Somos en Escrito Releases 50th Anniversary Edition of ‘Chicano Manifesto’

Dec 3, 2021
5:27 PM

Cesar Chavez mural in Chicano Park, San Diego, California. (jay galvin/CC BY 2.0)

Chicano Manifesto, the seminal book on Chicanismo and the Chicano Movement, is now available in a 50th Anniversary Edition.

Armando Rendón, the author, is also the publisher as CEO and executive director of the Somos en escrito Literary Foundation Press, the publishing house Rendón launched in 2016.

“I never could have envisioned that I’d be around to see a reprint of Manifesto a half-century after it first came out, but I’m not complaining,” says Rendón in a press release. “My intent is that new generations of Mexican Americans join with the elder Chicanas and Chicanos to face the next 50 years with a plan, with a commitment to preserving and enhancing la cultura Chicana.”

This is the second reprint of the Manifesto. Rendón issued the first reprint in 1996 after regaining full copyright ownership of the book from Macmillan Company, which first published it. In that 1996 version, Rendón added a legal study he had conducted of the Treaty of Guadalupe Hidalgo that ended the U.S. war against Mexico in 1848; in the study he described the treaty as a living human rights document.

“This 2021 reprint consists primarily of the Chicano Manifesto as first released,” Rendón states, “with all its flaws and shortcomings, even the portions that I would write differently today, along with the revelations about who we are as a people—the resilience and resistance that have enabled us to survive relentless efforts by the majority society to erase our memories and cleanse the history books of our existence. That is another key reason I wanted to make the book available again, to remind Mexican Americans of why we’re here and how much farther we have to go.”

To the appendix of the latest version, Rendón has added a paper he released in 2019 titled “Blueprint for the Next 50 Years,” which sets out six areas of concern that Mexican Americans must address to fulfill the legacy of the Chicano Movement.

“Too much has happened in the past 25 years that can be easily recounted,” he writes. “The chief question in my mind recently has been, can we, by reflecting on the past and addressing issues facing us now, ensure our progress, meaning, are Mexican Americans, as a people, prepared to confront the next 50 years? We’ve not addressed that concern during the past half-century; it’s time we do.”

In the chapter titled “The Chicano of the Americas,” Rendón predicted that an “American” a hundred years from then —meaning by 2070— would look a lot like the Chicano evolving out of the Movement.

“Fundamentally,” he wrote, “I see the Chicano as the prototype of the citizen of the Americas a century from now.” (He used the term American to designate all peoples living in the Americas.)
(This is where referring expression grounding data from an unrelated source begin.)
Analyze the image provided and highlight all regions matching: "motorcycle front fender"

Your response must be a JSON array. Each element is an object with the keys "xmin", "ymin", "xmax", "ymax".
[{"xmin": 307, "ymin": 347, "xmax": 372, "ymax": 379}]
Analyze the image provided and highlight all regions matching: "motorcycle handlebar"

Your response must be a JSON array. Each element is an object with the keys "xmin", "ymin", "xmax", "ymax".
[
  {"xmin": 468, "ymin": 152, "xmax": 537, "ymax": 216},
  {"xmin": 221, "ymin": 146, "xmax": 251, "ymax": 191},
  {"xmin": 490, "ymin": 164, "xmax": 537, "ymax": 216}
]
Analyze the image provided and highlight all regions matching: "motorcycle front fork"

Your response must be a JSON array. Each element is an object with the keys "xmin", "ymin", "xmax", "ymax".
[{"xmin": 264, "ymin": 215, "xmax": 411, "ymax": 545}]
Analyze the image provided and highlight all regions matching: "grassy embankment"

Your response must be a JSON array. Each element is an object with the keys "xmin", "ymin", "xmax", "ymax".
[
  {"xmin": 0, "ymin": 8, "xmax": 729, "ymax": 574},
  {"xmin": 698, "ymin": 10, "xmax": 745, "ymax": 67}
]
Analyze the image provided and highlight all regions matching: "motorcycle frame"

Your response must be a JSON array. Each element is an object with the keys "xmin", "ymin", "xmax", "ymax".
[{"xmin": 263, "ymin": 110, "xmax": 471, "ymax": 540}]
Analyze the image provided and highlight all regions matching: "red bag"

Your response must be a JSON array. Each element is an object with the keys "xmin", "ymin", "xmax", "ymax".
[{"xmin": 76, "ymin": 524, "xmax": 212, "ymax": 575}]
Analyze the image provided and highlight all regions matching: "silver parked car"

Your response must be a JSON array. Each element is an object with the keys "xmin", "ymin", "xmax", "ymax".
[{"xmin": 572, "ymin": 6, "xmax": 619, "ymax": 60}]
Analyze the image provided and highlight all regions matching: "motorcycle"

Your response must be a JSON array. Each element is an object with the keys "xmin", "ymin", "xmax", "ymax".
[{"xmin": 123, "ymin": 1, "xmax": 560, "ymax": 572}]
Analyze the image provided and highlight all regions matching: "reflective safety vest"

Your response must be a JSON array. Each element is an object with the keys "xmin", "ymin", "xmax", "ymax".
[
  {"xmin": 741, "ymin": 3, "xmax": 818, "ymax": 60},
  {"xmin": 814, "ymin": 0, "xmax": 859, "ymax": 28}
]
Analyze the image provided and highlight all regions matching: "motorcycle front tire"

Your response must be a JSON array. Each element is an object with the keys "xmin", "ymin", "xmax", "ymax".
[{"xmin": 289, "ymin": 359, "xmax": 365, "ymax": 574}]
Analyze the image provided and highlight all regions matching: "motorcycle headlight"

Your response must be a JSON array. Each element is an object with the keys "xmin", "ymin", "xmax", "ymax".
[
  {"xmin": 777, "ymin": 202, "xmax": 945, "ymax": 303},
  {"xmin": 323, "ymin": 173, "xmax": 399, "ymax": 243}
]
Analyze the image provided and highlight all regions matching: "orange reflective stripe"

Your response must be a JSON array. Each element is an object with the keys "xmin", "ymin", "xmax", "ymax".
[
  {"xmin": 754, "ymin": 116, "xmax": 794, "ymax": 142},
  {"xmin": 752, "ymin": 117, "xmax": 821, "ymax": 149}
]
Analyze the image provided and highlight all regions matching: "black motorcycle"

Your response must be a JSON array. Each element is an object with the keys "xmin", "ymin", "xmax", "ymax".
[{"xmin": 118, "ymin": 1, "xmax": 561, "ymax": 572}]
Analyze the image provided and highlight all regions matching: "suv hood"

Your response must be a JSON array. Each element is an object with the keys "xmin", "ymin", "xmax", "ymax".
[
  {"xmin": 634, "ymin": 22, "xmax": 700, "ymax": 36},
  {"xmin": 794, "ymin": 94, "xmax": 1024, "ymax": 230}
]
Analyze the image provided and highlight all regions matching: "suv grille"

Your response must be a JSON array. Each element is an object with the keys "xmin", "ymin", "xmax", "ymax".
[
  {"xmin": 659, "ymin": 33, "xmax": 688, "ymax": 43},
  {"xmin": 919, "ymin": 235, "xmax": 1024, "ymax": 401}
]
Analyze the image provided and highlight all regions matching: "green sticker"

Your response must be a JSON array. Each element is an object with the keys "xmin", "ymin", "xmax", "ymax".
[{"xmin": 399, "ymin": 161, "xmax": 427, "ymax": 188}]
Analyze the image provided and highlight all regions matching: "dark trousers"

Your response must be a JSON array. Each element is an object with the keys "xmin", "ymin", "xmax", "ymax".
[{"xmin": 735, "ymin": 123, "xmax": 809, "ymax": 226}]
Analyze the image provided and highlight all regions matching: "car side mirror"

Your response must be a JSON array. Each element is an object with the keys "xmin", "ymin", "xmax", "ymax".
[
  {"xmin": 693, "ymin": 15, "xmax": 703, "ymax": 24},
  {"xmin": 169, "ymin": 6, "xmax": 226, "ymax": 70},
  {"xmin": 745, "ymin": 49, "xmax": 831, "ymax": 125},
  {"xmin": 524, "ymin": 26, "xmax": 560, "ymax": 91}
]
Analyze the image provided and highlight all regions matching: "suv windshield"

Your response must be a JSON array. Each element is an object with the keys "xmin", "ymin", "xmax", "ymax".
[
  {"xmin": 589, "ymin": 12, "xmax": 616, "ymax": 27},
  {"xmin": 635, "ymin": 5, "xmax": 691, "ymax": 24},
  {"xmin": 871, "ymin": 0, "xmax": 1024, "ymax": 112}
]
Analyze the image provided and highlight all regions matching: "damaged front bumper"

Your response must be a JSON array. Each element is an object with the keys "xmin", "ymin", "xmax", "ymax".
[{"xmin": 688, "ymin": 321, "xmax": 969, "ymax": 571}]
“What I meant was that more and more, Chicanismo would have a profound influence on peoples throughout the Western Hemisphere,” Rendón says now. “Chicanos already are a multi-cultural gente, made up of Indigenous origins, Hispanic influences, socio-political awareness, and traditions, including some we created, notably a people who are of Indigenous-Hispanic origin, who have and will continue to bond with other native peoples in the U.S. and the Americas. We are halfway to 2070.”

As he points out in the Introduction, since the 1970s, changes in U.S. demographics have accelerated due to a high birth rate among Mexican Americans, a lower birth rate and hence a dwindling population among Whites, and consistent patterns of immigration from Mexico indicating a steady growth of Mexican Americans and greater opportunity for the Indigenous-Hispanic peoples in the U.S. to take on greater roles in leadership and drive the economic and social development of the country.

“What I propose in portending the influence of Chicanismo through the next few decades,” he adds, “is for Chicanos to take advantage of their transcultural nature, their social values, innate harmony with the earth, and their growing numbers to take stock of ourselves, look to the future, and —priority one— educate our children intellectually and culturally to assume leadership roles over the next few decades.”

Out of the response to the “Blueprint” paper, an organization named MeXicanos 2070 was established in 2019 by a diverse group of Mexican-American activists, scholars, and educators, with the mission of reviving and preserving Mexican-American cultural values and traditions well into the next 50 years and beyond. Rendón is a founding member of its board of directors.